High-dimensional statistical learning: New methods to advance economic and sustainability policy (2019-2023)

ZK35 (2019-2023)

In this project, we aim to investigate how the largely separate research streams of Bayesian econometrics, statistical model checking, and machine learning can be combined and integrated to create innovative and powerful tools for the analysis of big data in the social sciences.

Recent years have seen a tremendous surge in the availability of socioeconomic data characterized by vast complexity and high dimensionality. However, prevalent methods employed to inform practitioners and policy makers are still focused on small to medium-scale datasets. Consequently, crucial transmission channels are easily overlooked and the corresponding inference often suffers from omitted variable bias. This calls for novel methods which enable researchers to fully exploit the ever increasing amount of data.

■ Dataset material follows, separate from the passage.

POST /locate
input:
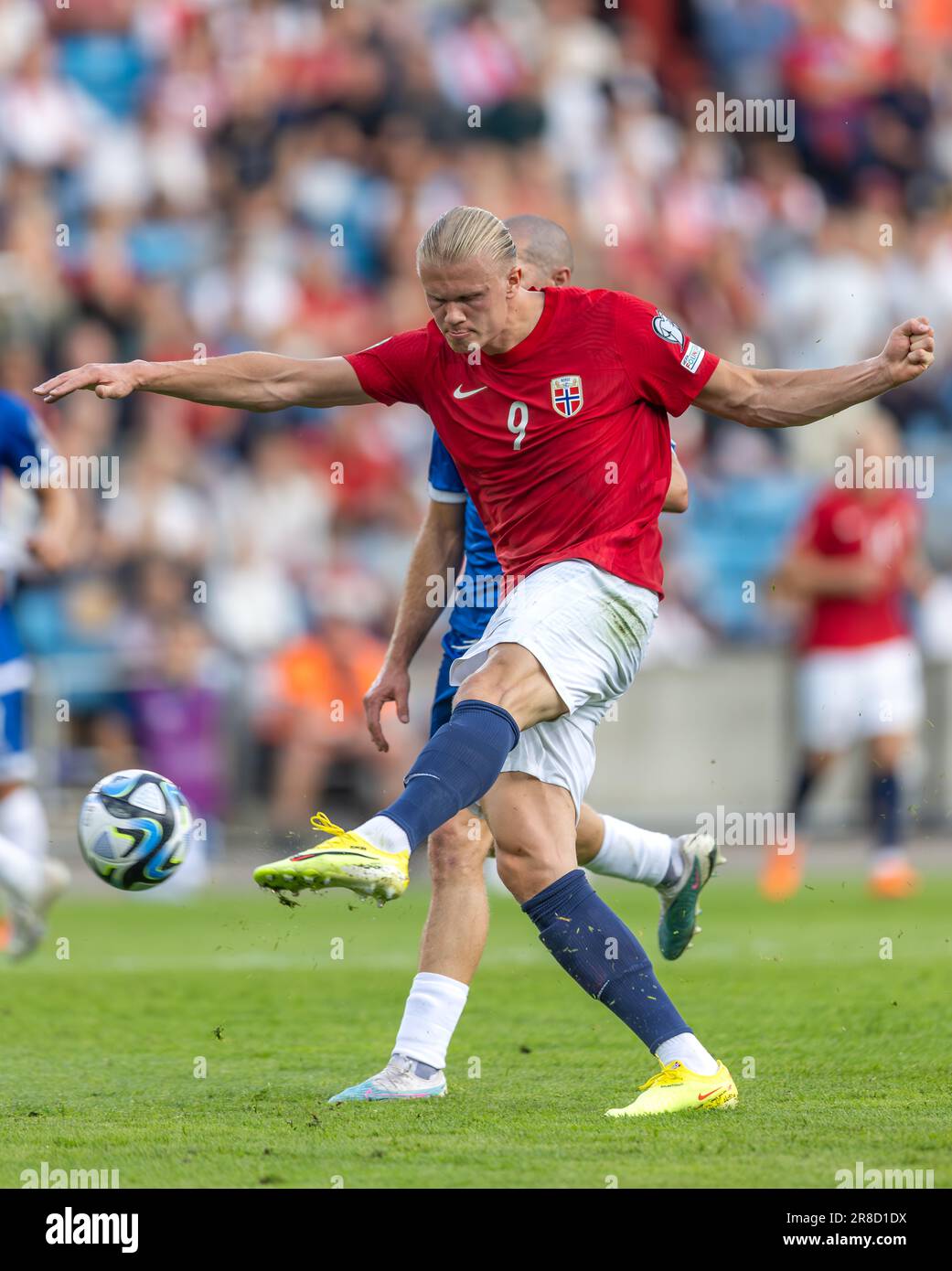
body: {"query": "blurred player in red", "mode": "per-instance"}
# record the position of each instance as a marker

In this project, we aim to investigate how the largely separate research streams of Bayesian econometrics, statistical model checking, and machine learning can be combined and integrated to create innovative and powerful tools for the analysis of big data in the social sciences. Thereby, we pay special attention to properly incorporating relevant sources of uncertainty. Albeit crucial for thorough empirical analyses, this aspect is often overlooked in traditional machine learning techniques, which have mainly been centered on producing point forecasts for key quantities of interest only. In contrast, Bayesian statistics and econometrics are based on designing algorithms to carry out exact posterior inference which in turn allows for density forecasts.

Our contributions are twofold: From a methodological perspective, we develop cutting-edge methods that enable fully probabilistic inference of dynamic models in vast dimensions. In terms of empirical advances, we apply these methods to highly complex datasets that comprise situations where either the number of observations, the number of potential time series and/or the number of variables included is large. More specifically, empirical applications will center on four topical issues in the realm of sustainable development and socioeconomic policy: income inequality, economic growth and climate change, cryptocurrencies, and urban mobility. In these applications, we focus on probabilistic forecasting using real-time data to perform model validation in an efficient way. Moreover, we address structural inference. As policy makers are typically interested in evaluating their policies quantitatively, robust econometric tools are crucial for counterfactual simulations. In light of the increasing complexity of the economy, however, large information sets need to be exploited to appropriately recover the underlying causal structures and provide a rich picture of potential transmission channels of policy interventions. The team constitutes a genuinely collaborative partnership of five young high-potential researchers composed of statisticians, machine learning experts, macro-, ecological and regional economists as well as social and computer scientists. Together, the group has the methodological, empirical, and theoretical expertise required for this project.